On August 18, 2000, the U. S. Court of Appeals for the Seventh Circuit decided Bowerman v. Wal-Mart Stores Inc.

The Bowerman decision could be interpreted to increase materially an employer’s obligations to inform Qualified Beneficiaries about the details of their COBRA coverage and possible future active employee coverage, at least in certain situations.

Tamyra Bowerman terminated employment with Wal-Mart in July 1995 and was given a COBRA Qualifying Event Notice package. The package informed her that she did not need to pay her first COBRA premium until she received her first COBRA premium bill, which she received on August 23, 1995.

On August 20, 1995, Ms. Bowerman returned to work with Wal-Mart. Between the date of her July termination and her August 20, 1995 return, Ms. Bowerman discovered she was pregnant.

Rehired employees were immediately eligible for participation in Wal-Mart’s health plan. However, the plan contained a pre-existing exclusion provision that applied anew each time an employee was hired. (Note: This was before HIPAA changed the pre-existing condition rules.)

Therefore, when Ms. Bowerman returned to work on August 20, she immediately became covered by the plan, but was subject to the plan’s pre-existing condition exclusion with respect to her pregnancy.

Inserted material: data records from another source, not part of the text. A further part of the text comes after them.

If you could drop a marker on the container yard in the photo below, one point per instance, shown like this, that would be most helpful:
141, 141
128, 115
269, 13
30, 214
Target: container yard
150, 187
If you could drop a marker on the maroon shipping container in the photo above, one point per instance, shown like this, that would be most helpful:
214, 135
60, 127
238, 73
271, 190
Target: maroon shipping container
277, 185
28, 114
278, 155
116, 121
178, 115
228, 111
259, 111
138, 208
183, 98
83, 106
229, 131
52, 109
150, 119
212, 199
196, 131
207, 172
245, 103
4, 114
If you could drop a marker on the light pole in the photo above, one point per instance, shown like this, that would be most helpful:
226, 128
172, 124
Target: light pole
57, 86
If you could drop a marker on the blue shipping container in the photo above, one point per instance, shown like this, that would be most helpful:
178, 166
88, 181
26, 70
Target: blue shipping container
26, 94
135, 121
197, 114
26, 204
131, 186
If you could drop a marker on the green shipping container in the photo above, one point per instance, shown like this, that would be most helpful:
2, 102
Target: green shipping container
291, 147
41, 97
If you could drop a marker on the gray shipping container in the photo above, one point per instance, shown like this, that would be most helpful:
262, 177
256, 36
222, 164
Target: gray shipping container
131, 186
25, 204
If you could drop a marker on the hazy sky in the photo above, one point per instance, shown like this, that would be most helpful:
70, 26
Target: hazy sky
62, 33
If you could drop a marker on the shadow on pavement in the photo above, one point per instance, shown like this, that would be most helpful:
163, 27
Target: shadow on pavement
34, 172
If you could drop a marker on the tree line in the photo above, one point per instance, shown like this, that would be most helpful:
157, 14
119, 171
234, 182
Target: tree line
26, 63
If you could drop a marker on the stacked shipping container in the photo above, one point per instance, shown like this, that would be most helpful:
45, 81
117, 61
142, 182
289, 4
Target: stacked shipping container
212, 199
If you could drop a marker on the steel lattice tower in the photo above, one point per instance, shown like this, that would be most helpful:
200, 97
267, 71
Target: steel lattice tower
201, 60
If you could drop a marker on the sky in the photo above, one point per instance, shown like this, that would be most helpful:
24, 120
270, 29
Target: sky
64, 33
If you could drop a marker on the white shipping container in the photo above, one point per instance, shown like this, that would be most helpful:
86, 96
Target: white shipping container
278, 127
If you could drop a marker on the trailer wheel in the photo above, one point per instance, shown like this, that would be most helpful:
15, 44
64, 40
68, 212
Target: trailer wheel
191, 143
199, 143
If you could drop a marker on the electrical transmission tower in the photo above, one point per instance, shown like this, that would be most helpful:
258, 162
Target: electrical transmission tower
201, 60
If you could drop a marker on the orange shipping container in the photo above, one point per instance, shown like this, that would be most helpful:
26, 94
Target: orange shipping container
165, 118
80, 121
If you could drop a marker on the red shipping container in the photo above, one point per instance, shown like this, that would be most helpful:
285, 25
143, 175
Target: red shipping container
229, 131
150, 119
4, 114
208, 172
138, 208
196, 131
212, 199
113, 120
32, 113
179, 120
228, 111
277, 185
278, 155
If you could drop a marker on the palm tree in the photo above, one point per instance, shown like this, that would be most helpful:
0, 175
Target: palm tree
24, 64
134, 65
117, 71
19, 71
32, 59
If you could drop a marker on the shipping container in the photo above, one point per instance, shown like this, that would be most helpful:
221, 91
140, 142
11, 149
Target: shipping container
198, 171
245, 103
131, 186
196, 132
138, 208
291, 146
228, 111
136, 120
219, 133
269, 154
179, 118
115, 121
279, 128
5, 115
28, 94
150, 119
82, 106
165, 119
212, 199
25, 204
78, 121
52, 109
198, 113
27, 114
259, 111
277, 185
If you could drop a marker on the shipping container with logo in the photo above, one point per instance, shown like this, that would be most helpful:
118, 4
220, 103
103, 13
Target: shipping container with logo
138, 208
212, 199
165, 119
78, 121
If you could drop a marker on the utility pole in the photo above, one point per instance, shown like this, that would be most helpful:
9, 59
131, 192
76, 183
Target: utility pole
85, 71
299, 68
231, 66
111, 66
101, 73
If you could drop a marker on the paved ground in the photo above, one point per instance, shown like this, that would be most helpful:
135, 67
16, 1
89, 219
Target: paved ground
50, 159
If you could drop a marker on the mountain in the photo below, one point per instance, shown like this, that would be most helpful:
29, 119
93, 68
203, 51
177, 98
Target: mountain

Ms. Bowerman’s supervisor told her that she did not need to pay any COBRA premiums because she was once again covered by the Wal-Mart plan. No mention was made of the plan’s pre-existing condition exclusion. Ms. Bowerman did not pay any COBRA premiums.

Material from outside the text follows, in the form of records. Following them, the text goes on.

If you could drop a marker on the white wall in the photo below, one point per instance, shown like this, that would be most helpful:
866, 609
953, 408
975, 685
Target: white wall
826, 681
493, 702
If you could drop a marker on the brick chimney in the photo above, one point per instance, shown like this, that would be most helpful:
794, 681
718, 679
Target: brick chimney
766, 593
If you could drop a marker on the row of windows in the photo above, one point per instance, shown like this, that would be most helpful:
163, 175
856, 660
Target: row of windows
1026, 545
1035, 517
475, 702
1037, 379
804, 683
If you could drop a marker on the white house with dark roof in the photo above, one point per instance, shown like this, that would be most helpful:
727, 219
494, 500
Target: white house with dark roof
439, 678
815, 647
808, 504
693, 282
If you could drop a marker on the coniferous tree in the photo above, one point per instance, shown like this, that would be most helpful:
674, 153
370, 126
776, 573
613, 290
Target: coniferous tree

When Ms. Bowerman’s health providers submitted pregnancy-related claims to the plan, they were denied by the plan because of the pre-existing condition exclusion.

Ms. Bowerman sued Wal-Mart claiming that Wal-Mart breached its fiduciary duties under ERISA by not specifically informing Ms. Bowerman that her failure to elect and pay for COBRA to "bridge-the-gap" between her July 1995 termination of employment and the expiration of the pre-existing condition exclusion period applicable to her on her rehire would leave her pregnancy-related expenses uncovered.

The Court agreed with Ms. Bowerman, finding that Wal-Mart was estopped from denying the pregnancy-related claims because no communication from Wal-Mart to Ms. Bowerman explained to her that "the pre-existing condition limitation period is not applicable to individuals who leave Wal-Mart’s employ for a short period, elect COBRA coverage, and pay the premium due for that coverage.

Merely informing Ms. Bowerman that she might be subject to that pre-existing condition limitation did not sufficiently inform her of the importance of maintaining COBRA coverage after her separation from Wal-mart in order to avoid a new pre-existing condition limitation when she was rehired".

Put another way, the Court appears to be imposing on employers an affirmative obligation to provide detailed information to Qualified Beneficiaries concerning the interaction of their COBRA benefits and any possible active employee benefits they could receive if they return to work with the employer.

The Court did stop short, however, of requiring "customized" Qualifying Event Notices for each and every Qualified Beneficiary based on his or her particular facts and circumstances, because the Court added that "the information the Plan should have provided to Ms. Bowerman would not have been information unique to her situation; rather, the information she needed would have been information relevant to all Plan participants who were rehired by Wal-Mart within a few weeks or months after leaving the company."

In light of the Bowerman decision, employers, and especially employers located in the Seventh Circuit, should consult with their ERISA counsel to determine whether there are any interactions between their COBRA benefits and their active employee benefits for rehires that should be the subject of written disclosures in their Qualifying Event Notices or other plan documents.

In addition, employers should discuss with their ERISA counsel whether the Bowerman decision should be read even more broadly to require more detailed disclosures of other COBRA-related information.